Un mondo più difficile per l’Italia

Questa vicenda è un aspetto di un problema più generale. Possiede l’Italia le capacità e le qualità (politiche, istituzionali e, prima ancora, morali) per cavarsela nel «mondo nuovo», per fronteggiare al meglio le nuove condizioni internazionali? Sapremo convivere con il multipolarismo? Esso è conseguenza del declino (relativo) della potenza occidentale, Stati Uniti ed Europa, dell’ascesa di altre grandi potenze (Cina in primo luogo) e degli accresciuti margini di manovre di molte medie potenze (la Turchia è solo una di esse). Mentre, durante la Guerra fredda, gli schieramenti erano rigidi, e i comportamenti prevedibili, dagli anni Novanta in poi, una lunga transizione ha portato il mondo dove esso è oggi. Il multipolarismo ha i caratteri della complessità (superiore a quella del vecchio sistema bipolare Usa/Urss), dell’instabilità e dell’imprevedibilità.

Per un Paese come l’Italia si è trattato del passaggio da un mondo nel quale si poteva volteggiare nell’aria avendo sotto una solida rete di protezione (le alleanze occidentali) a un mondo nel quale le alleanze ci sono ancora ma la rete di protezione ha tanti buchi, ci protegge meno.
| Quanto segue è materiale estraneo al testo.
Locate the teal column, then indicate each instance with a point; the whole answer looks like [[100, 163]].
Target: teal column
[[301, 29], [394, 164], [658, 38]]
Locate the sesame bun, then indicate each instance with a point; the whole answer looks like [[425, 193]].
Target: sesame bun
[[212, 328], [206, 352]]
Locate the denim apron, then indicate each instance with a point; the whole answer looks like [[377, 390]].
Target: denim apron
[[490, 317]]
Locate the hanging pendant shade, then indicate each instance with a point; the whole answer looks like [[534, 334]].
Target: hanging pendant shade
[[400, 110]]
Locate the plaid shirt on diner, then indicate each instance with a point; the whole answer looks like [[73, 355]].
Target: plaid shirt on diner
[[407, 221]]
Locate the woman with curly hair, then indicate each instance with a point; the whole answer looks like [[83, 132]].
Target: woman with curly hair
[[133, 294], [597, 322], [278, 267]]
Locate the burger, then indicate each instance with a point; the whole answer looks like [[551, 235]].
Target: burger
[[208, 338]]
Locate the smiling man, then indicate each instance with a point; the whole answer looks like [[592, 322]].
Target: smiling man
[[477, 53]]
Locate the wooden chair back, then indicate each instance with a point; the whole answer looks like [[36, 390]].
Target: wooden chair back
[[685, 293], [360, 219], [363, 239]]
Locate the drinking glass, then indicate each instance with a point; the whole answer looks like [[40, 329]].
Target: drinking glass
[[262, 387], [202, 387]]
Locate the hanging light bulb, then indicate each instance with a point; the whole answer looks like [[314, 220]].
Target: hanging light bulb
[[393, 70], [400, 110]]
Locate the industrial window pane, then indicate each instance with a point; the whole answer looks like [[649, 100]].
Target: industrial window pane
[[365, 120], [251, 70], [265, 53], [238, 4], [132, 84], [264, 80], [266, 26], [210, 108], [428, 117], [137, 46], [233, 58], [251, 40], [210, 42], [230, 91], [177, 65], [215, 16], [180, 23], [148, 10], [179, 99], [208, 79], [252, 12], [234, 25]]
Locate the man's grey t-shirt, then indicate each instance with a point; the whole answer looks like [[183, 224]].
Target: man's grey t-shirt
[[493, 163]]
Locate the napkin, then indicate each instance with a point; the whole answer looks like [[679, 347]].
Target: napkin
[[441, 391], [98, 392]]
Durante la Guerra fredda la «politica dei blocchi», come allora si chiamava, imponeva la disciplina anche a una democrazia difficile come la nostra. Nel nuovo sistema multipolare, molto più flessibile, i vincoli esterni si sono allentati. È un guaio soprattutto per l’Italia la quale continua ad avere, come un tempo, governi istituzionalmente deboli e intense divisioni identitarie (che altro è, se non una divisione sul modo di intendere l’identità italiana, la contesa sull’Europa?). Il tutto aggravato dalla scomparsa del collante rappresentato un tempo dai partiti di massa.

Immaginiamo lo scenario peggiore al fine di meglio esorcizzarlo. Poniamo che sia vera l’idea di Putin, ma non solo sua, secondo cui l’Italia, con le sue fragilità, sia l’anello più debole della catena occidentale. Si potrebbe domani immaginare un’Italia campo di battaglia politica ove uno schieramento «occidentale» deve vedersela con una agguerrita fazione filorussa, e magari anche con una filocinese. Mentre, contemporaneamente, vari segmenti della classe dirigente mantengono legami privilegiati con una pluralità di gruppi esterni (turchi, iraniani eccetera), ostili alla comunità euro-atlantica di cui facciamo ancora parte.

In un mondo così turbolento la competizione democratica (elettorale), dovrebbe coesistere con una diffusa consapevolezza dei pericoli e un accordo di massima su come fronteggiarli. Date le nostre tradizioni, è un obiettivo difficilmente raggiungibile. Al momento, l’Italia può farsi forza del prestigio internazionale di Mario Draghi. Per il futuro, si deve sperare che l’attuale tregua fra i partiti, imposta dall’emergenza, serva a diffondere, nei vari luoghi in cui è tuttora assente, un po’ di saggezza.